Wednesday, December 24, 2008 Rama: Of parties, shoots, and taped guns By Karlon N. Rama Stage Five
IT is a busy December for the gun clubs in Cebu, with each holding or having held parties for members to celebrate both the season and the year that is fast closing.
Front Sight Gun Club, based in Minglanilla and headed by Supt. Efren Nemeño, warden of the Bagong Buhay Rehabilitation Center (BBRC), had theirs at the Golden Peak Hotel last night.
The shooting circuit is also in full swing.
Cebu City’s Kamagong Gun Club hosted one match last Dec. 14, three days before the club’s well-attended Christmas fellowship party at Leonardo’s, a resto-bar run by club member Jojo Lupisan and his brother, Jagi.
It is set to schedule a three-gun competition on the 28th, offering eight stages of pistol, shotgun and rifle action.
The shooters of Bohol are not to be outdone.
Lowell Belarmino (lowell_belarmi-no@yahoo.com), a certified gun nut who has, in many occasions, enlightened us here with articles of his own, reports that a fun shoot was held at the Camp Bernido Firing Range in Tagbilaran City last Dec. 20.
EVERY YEAR, the Philippine National Police (PNP) initiates a program to curb indiscriminate firing among its men and women during Christmas and New Year holidays.
In recent years, the PNP top brass would have regional, city and provincial commanders put seals on the muzzle of the service firearms of its men to ensure that these aren’t fired amidst the merrymaking.
If some of these guns do get fired, the person they are assigned to had better have a helluva good reason for it. Otherwise, as the policy goes, the erring officer gets sacked faster than Santa can swoosh down a chimney.
But Cebu City Councilor Edgardo Labella doesn’t seem to think the method of simply sealing guns and the caveat of dismissal post-haste is the most efficient way.
He proposed last November to the Cebu City Council that a resolution be issued to ask the PNP to come up with better measures because while service guns can be sealed, police officials and officers own back-up guns. He did not offer any alternative to the gun-sealing, though.
I appreciate the PNP’s efforts and the concern local officials like Councilor Labella show.
Still, the fact that the police’s top brass still sees the need to have guns sealed against indiscriminate firing, or that a local legislator believes the PNP should do more, reflects very poorly on our friends in uniform. It is as if they cannot be trusted to do the right thing amidst the merrymaking.
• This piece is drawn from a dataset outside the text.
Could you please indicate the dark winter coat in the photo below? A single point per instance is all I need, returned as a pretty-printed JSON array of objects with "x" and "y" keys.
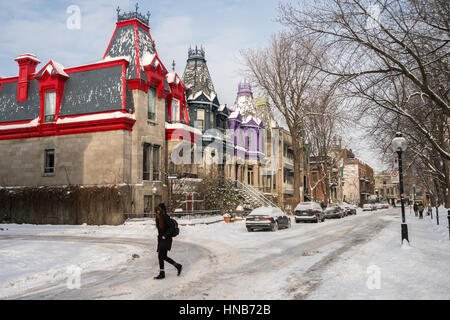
[{"x": 165, "y": 244}]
I hope that our friends in uniform will one day prove their superiors and, in this case, Councilor Labella, wrong.
In Quezon City, I read in a national daily, the police won’t be carrying around sealed guns this Christmas and New Year.
“We want to tell everybody that with or without their firearms taped, Quezon City cops are trusted and denounce any form of indiscriminate firing,” said Senior Supt. Magtanggol Gatdula of the Quezon City Police District. Gatudula’s confidence in his men has basis, says Senior Insp. Dorothy Du, chief of the QCPD public information office.
No Quezon City policeman has so far been involved in cases of indiscriminate firing during the holidays since Gatdula assumed his post as QCPD director.
Among licensed civilian gun owners, I guess the fact that the PNP and local officials are more concerned over indiscriminate firing with those in uniform can also be taken to mean that they trust those in civvies more.
This holiday season, and every day of every year after that, let’s us all help to prove them right.
IT’S CHRISTMAS Eve. And amidst the mad dash to wherever to do some last-minute whatever, I hope we can find time to
pause and reflect on for whom and about what the season is for.
I am, and many people will bear witness to this, not exactly religious. But there has got to be something more to the celebration than binges, partying and gifts.
Please indulge me as I thank all those who have done me well, apologize to all those who I’ve inadvertently hurt, and express my love to all who I am proud to call family and friends.